Constructing a Data Analysis

Roger Peng

This week Hilary Parker and I have started our “Book Club” on Not So Standard Deviations where we will be discussing Nigel Cross’s book Design Thinking: Understanding How Designers Think and Work. We will be talking about how the work of designers parallels the work of data scientists and how many of the principles developed in design port over so well to data analysis. While data visualization has always taken cues from design, I think much broader aspects of data analysis could benefit from the work studying design. At any rate, I think this is a topic that should be discussed more amongst statisticians and data analysts.

One of the first revelations I’ve had recently is realizing that data analyses are not naturally occurring phenomena. You will not run into a data analysis while walking out in the woods. Data analyses must be created and constructed by people.

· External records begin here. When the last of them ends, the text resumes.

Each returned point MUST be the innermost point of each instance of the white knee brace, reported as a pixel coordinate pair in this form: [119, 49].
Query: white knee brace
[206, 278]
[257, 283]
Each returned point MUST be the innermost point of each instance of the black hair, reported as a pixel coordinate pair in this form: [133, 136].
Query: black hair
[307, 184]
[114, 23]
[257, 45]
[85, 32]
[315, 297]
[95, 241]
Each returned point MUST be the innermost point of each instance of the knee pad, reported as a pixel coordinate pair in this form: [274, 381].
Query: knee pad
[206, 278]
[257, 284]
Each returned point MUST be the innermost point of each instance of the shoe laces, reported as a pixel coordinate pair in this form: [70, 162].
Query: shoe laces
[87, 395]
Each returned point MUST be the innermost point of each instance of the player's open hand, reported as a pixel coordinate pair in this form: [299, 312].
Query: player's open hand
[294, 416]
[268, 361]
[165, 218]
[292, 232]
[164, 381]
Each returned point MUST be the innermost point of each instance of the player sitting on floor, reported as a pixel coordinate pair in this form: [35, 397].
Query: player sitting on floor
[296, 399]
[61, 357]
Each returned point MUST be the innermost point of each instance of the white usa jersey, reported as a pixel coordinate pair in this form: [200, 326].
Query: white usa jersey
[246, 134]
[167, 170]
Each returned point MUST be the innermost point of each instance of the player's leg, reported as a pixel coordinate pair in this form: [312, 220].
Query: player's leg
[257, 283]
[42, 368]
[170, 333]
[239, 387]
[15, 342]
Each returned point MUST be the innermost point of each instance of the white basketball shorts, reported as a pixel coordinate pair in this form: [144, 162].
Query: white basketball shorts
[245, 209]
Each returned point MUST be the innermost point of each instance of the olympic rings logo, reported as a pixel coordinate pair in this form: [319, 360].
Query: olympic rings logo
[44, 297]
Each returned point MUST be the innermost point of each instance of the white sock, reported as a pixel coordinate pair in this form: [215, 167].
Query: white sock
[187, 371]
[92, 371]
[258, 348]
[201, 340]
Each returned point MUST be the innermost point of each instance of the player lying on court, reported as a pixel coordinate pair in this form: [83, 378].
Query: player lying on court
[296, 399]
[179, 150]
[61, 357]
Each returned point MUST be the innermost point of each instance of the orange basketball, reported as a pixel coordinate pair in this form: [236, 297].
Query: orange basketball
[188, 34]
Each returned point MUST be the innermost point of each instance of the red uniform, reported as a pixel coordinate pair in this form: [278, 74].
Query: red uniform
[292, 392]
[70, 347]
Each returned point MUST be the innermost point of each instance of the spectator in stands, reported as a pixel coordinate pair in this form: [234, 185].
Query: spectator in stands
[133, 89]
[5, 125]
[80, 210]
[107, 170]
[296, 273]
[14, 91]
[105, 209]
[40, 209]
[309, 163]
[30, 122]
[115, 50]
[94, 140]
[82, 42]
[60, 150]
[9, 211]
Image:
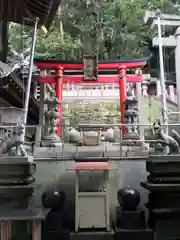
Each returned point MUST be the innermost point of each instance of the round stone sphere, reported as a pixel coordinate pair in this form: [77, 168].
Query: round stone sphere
[128, 198]
[53, 199]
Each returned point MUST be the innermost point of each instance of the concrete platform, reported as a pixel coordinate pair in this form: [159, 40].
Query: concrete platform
[95, 235]
[70, 151]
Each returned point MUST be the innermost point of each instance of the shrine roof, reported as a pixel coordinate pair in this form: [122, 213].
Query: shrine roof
[19, 10]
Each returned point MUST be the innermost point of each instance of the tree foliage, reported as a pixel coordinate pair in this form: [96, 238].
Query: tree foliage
[113, 29]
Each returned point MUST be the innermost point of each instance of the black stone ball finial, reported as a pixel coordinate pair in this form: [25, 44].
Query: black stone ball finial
[128, 198]
[53, 199]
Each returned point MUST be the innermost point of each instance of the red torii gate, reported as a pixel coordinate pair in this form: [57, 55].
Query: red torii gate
[62, 69]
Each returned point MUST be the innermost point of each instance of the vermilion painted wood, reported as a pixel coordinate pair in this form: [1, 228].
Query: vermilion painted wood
[73, 66]
[101, 79]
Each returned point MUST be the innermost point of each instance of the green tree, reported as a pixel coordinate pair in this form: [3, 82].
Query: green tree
[112, 29]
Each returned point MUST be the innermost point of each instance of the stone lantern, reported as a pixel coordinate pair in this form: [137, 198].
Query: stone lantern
[131, 116]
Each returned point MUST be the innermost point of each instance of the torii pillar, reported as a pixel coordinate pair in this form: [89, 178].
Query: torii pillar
[170, 42]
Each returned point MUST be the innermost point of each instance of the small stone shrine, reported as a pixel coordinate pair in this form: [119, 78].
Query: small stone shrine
[130, 219]
[16, 167]
[56, 224]
[51, 119]
[163, 204]
[131, 116]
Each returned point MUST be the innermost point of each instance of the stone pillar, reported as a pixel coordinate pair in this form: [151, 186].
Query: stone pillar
[171, 93]
[158, 88]
[122, 89]
[177, 61]
[144, 90]
[39, 129]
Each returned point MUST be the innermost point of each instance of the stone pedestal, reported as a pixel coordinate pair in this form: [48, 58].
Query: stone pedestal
[140, 234]
[130, 219]
[16, 178]
[164, 198]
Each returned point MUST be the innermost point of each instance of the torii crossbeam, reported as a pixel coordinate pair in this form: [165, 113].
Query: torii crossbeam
[72, 71]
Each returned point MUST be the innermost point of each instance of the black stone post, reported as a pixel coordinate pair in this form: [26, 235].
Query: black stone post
[130, 219]
[163, 204]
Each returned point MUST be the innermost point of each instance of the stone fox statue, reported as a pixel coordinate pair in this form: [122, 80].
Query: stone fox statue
[165, 139]
[16, 140]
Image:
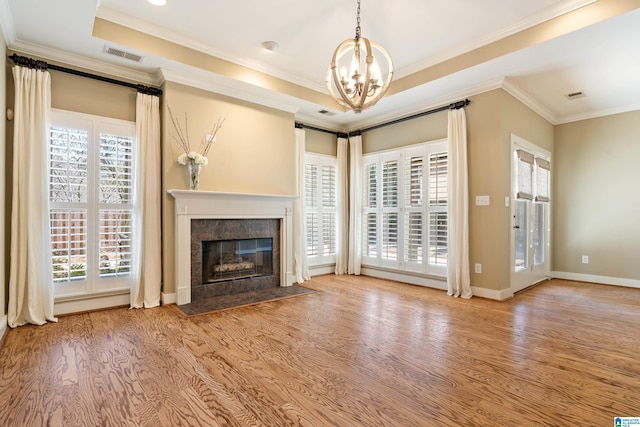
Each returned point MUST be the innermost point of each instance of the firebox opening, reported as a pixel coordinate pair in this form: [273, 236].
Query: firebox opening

One way to think about a data analysis is to think of it as a product to be designed. Data analysis is not a theoretical exercise. The goal is not to reveal something new about the world or to discover truth (although knowledge and truth may be important by-products). The goal of data analysis is to produce something useful. Useful to the scientist, useful to the product manager, useful to the business executive, or useful to the policy-maker. In that sense, data analysis is a fairly down-to-Earth activity.

Producing a useful product requires careful consideration of who will be using it. Good data analysis can be useful to just about anyone. The fact that many different kinds of people make use of data analysis is not exactly news, but what is new is the tremendous availability of data in general.

If we consider a data analysis as something to be designed, this provides for us a rough road map for how to proceed.

Questioning the Question

A favorite quotation from John Tukey, legendary statistician and data analyst at Princeton, is

Far better an approximate answer to the right question, which is often vague, than the exact answer to the wrong question, which can always be made precise.

What does these words mean in the context of data analysis? In data analysis, we often start with a dataset or a question. But good data analysts do not solve the problem that is handed to them. The reason is not necessarily arrogance. often the problem as initially stated is only a first attempt. And that’s okay.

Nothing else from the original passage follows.